Benzer bir saldırı ile, eski TKP'nin şöhretli isimlerinden Nabi Yağcı, Bodrum'da karşılaştı. SBF'deki yumurtalı saldırı ve öncesindeki Dolmabahçe eylemi de aynı damardan gelmişti. Şanlıurfa'da beni susturanlar da aynı meşrepten kişiler.

Kim bunlar? Ne yapmak istiyorlar? Yazarlara ve politikacılara saldırıp susturmakla ellerine ne geçiyor?

Sonuncu sorudan başlayalım. Türkiye, demokratik bir ülke. Yazarlar, aydınlar ve politikacılar üç beş kişinin parazit yapması ile susturulamaz. Hepimizin köşesi var. Politikacının sözü, mutlaka yankı buluyor. Televizyon kanallarından gelen davetlere hiçbirimiz yetişemiyoruz. Demek ki fikrimizi, sözümüzü dile getirmekte bir sorunumuz yok. O zaman mesele bizim susturulmamız değil. Bizim üzerimizden bir şiddet gösterisi sergilemek. Bizim seçilmemizin tek sebebi, reklâm değerinden ibaret.

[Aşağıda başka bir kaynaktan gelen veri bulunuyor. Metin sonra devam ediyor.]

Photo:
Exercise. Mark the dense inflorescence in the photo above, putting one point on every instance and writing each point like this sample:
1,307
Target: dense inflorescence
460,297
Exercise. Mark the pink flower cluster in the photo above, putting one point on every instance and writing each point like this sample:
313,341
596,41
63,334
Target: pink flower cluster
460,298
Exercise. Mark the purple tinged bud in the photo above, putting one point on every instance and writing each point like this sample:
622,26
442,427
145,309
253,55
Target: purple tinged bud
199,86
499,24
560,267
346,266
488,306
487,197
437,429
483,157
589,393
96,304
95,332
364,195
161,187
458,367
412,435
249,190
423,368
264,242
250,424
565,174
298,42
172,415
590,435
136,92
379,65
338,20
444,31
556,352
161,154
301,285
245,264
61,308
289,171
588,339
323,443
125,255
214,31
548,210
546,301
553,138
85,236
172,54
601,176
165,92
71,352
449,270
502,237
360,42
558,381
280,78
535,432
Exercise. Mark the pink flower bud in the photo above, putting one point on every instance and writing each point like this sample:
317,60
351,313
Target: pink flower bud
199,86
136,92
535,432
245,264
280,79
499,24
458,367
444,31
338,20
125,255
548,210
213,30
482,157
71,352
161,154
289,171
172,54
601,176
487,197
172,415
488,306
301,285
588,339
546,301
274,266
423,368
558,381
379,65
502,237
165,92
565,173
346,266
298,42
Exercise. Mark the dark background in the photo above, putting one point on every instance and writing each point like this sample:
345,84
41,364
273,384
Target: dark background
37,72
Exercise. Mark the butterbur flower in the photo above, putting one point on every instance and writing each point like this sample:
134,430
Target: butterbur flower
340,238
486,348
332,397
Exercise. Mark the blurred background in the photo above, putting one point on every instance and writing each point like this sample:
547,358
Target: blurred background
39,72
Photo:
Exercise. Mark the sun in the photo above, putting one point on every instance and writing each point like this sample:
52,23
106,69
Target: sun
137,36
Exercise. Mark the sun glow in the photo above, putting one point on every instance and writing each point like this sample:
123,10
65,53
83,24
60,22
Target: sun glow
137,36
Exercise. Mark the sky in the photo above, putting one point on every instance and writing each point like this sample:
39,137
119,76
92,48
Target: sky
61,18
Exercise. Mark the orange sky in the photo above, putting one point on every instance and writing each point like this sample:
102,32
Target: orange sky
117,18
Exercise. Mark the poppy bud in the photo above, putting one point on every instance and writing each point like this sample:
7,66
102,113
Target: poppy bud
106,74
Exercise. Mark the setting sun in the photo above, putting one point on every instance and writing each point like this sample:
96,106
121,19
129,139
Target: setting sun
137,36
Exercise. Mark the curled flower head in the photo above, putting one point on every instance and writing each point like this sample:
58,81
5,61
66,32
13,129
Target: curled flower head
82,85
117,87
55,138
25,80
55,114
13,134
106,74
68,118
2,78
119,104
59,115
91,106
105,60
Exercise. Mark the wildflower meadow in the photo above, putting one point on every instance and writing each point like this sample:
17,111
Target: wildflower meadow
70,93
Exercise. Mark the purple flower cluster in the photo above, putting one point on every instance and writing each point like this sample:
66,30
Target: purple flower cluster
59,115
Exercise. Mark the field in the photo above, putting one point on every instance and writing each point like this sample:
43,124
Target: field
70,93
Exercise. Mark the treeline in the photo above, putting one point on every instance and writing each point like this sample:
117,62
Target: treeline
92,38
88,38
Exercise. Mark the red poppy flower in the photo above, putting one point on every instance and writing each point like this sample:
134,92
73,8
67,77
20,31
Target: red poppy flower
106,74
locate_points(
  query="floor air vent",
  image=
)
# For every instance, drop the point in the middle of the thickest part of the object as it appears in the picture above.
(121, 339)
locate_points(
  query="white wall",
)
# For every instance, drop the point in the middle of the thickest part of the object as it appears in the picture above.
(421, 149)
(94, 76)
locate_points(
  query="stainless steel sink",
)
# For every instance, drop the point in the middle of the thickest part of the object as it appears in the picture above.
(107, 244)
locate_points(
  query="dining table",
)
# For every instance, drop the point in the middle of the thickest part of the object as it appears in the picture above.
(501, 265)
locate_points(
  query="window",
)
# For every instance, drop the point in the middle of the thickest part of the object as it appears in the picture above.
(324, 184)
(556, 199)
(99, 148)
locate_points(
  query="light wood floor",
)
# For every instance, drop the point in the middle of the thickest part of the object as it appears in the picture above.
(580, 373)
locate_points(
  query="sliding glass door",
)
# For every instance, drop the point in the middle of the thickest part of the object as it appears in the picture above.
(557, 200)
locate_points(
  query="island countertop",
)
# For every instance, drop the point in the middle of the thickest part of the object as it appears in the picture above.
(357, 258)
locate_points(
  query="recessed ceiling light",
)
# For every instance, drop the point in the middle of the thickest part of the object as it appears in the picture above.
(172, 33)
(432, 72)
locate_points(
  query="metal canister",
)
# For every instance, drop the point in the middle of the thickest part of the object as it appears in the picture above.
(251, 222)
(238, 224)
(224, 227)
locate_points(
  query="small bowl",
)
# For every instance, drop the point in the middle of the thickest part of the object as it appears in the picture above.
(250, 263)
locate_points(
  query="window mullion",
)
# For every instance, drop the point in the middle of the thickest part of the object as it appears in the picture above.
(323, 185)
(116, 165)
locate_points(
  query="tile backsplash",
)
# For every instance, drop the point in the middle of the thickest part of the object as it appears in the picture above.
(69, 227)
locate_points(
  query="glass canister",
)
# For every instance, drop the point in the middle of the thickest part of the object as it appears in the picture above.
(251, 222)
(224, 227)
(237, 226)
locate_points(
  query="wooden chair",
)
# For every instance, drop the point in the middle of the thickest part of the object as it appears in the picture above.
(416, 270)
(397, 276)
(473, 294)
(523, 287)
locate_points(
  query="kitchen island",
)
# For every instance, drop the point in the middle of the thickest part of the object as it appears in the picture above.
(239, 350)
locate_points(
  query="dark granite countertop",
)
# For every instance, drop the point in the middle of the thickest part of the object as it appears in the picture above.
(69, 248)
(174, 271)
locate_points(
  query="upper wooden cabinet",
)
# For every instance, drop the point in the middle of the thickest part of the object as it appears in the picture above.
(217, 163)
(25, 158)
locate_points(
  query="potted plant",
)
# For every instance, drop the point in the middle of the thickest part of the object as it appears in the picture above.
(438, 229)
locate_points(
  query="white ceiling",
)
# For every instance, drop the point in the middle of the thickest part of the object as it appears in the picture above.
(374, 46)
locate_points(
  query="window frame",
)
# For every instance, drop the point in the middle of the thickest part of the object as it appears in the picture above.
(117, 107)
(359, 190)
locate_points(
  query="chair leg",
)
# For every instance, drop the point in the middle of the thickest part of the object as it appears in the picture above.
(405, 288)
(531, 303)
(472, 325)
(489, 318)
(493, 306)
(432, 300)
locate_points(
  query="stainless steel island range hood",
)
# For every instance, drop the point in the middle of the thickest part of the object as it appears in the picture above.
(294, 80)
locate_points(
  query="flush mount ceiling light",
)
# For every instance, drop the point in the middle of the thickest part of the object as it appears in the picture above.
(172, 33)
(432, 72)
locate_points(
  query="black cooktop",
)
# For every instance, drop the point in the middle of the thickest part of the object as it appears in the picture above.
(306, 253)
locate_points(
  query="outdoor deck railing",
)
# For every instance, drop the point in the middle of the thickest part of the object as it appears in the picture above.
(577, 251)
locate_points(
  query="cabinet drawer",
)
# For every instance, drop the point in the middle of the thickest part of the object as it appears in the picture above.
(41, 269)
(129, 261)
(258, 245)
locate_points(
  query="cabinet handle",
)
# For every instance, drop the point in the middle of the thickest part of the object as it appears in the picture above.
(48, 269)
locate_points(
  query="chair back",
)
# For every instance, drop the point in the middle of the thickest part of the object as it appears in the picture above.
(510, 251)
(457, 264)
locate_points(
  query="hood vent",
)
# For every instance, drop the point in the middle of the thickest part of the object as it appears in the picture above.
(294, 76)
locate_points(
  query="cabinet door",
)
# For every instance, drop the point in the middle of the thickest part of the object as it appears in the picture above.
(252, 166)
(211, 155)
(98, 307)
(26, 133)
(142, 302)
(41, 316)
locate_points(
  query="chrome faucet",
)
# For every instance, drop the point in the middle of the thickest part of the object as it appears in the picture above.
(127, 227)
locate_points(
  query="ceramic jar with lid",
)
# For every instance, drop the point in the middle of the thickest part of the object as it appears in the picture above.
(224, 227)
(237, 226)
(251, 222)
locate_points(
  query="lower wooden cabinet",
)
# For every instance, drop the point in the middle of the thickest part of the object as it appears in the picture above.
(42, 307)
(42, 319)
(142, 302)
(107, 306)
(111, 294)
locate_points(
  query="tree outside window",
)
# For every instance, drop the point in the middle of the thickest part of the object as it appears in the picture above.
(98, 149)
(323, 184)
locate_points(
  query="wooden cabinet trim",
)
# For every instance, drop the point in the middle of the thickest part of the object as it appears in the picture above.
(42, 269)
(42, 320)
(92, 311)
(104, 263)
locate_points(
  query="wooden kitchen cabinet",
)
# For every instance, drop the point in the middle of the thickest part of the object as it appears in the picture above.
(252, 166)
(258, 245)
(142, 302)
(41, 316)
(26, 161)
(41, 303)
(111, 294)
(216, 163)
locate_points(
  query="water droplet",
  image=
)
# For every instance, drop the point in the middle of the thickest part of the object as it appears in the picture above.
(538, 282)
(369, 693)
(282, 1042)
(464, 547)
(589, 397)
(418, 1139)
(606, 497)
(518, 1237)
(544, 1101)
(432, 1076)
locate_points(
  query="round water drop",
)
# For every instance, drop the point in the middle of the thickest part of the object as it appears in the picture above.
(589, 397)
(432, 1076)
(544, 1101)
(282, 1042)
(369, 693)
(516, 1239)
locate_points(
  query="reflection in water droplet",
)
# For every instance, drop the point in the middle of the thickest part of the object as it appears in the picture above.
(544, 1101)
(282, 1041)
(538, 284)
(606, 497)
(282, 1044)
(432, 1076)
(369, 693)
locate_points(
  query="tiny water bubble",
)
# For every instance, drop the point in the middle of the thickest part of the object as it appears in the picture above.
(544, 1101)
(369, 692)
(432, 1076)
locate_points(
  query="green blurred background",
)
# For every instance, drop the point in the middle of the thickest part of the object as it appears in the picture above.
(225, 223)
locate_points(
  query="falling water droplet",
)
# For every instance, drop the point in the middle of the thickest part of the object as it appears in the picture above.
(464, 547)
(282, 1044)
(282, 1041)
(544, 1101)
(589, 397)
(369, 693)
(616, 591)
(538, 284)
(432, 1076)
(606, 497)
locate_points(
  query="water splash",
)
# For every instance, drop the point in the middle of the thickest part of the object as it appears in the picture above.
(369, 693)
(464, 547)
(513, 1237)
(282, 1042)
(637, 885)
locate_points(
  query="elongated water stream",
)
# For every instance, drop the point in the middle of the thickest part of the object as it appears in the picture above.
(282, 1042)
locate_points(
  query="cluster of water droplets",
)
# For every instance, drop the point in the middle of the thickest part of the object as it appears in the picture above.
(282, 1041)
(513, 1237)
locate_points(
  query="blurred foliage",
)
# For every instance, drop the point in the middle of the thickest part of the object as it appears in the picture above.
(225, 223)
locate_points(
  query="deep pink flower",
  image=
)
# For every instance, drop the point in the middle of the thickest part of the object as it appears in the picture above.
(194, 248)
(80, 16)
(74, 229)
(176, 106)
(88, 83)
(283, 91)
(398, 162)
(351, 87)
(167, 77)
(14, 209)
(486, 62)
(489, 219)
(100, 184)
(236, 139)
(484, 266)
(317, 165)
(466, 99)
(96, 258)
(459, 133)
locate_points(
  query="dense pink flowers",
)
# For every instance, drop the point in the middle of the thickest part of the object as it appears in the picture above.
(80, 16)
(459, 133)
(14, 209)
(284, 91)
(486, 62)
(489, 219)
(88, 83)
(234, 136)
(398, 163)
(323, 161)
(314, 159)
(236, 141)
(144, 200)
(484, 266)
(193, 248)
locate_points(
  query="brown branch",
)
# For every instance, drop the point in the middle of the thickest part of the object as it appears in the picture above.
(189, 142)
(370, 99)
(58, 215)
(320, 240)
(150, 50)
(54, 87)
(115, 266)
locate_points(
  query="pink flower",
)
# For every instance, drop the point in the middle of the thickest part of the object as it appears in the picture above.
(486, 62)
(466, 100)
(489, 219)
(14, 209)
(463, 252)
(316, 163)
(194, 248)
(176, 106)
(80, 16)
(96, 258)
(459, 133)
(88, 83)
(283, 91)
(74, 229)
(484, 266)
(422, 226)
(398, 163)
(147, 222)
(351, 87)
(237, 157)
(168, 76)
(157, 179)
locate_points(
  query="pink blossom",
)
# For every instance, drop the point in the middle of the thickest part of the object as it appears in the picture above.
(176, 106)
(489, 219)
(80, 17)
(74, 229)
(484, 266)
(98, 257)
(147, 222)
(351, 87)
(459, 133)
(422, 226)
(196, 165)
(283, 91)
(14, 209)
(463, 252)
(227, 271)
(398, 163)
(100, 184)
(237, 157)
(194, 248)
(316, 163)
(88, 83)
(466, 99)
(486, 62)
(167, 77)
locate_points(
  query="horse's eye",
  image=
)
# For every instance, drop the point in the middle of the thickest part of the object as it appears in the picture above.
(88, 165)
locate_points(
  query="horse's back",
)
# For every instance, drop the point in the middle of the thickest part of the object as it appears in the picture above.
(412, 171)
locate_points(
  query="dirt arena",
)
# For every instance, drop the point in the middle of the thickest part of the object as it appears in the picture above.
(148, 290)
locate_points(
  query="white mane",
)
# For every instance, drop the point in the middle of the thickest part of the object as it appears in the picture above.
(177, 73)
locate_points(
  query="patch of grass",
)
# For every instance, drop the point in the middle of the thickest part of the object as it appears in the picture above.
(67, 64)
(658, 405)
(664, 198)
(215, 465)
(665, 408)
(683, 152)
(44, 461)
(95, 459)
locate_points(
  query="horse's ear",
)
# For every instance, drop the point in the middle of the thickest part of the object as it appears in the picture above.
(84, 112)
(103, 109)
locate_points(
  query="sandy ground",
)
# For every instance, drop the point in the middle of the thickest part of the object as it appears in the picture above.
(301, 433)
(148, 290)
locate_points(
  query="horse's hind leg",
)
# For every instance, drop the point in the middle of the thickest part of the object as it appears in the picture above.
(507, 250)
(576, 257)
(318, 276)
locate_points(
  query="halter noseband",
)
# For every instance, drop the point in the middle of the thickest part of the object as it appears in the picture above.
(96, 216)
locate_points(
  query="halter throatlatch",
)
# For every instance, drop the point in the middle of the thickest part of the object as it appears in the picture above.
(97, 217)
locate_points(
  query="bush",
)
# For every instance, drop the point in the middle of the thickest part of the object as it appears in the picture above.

Her ürünün olduğu gibi şiddetin de bir piyasası var. PKK'nın eylemsizlik kararı ve Kürt sorununun hal yoluna girmesi şiddet piyasasında bir boşluk yarattı. Bu boşluk 80 öncesinin silahlı sol geleneğini sürdüren marjinal sol örgütlerin iştahını kabarttı. Hepsi kendince bu piyasada tezgâh açıyor.

TKP, ÖDEP, EMEP ve Halk Evleri gibi örgütler, başlayan bu şiddet dalgasının arkasında yer alıyorlar. Neyse ki her şey şeffaf bir toplumda olup bitiyor da ne olup bittiğini takip edebiliyoruz. Bu ay içinde Kadıköy'de bu dört örgüt temsilcisinin katıldığı bir panel yapıldı. TKP temsilcisi 'dirençleri birleştirip kuvvetli vuruşlar yapma', bunun için de radikal sol örgütler arasında cepheleşme çağrısında bulunuyor. ÖDP Genel Başkanı, 'Fatsa'ya benzer örnekler yaratma'yı öneriyor. Halk Evleri Genel Başkanı ise 'öfke taşıyan her itirazın aynı yöne akması' gerektiğini söylüyor. Türkiye'nin Sosyalist Sol literatürüne az buçuk vâkıf olanlar bu sözlerin ne anlama geldiğini çok iyi bilir. 'Cepheleşme', 'Fatsa örneği' ve 'öfkenin sevk ve idaresi' sizi şiddet dolu bir topluma götürür.

Masum öğrenci gösterileri, bunlara uygulanan şiddet ve baskı, standart şiddet stratejisinin ön safhasıdır. Masum istekler şiddetle bastırılmış, gençler baskı altına alınmıştır. Geriye 'öfke'nin 'cepheleşerek', 'Fatsa örneği' gibi örgütlenerek aynı noktaya 'kuvvetli vuruşlar' yapması kalır.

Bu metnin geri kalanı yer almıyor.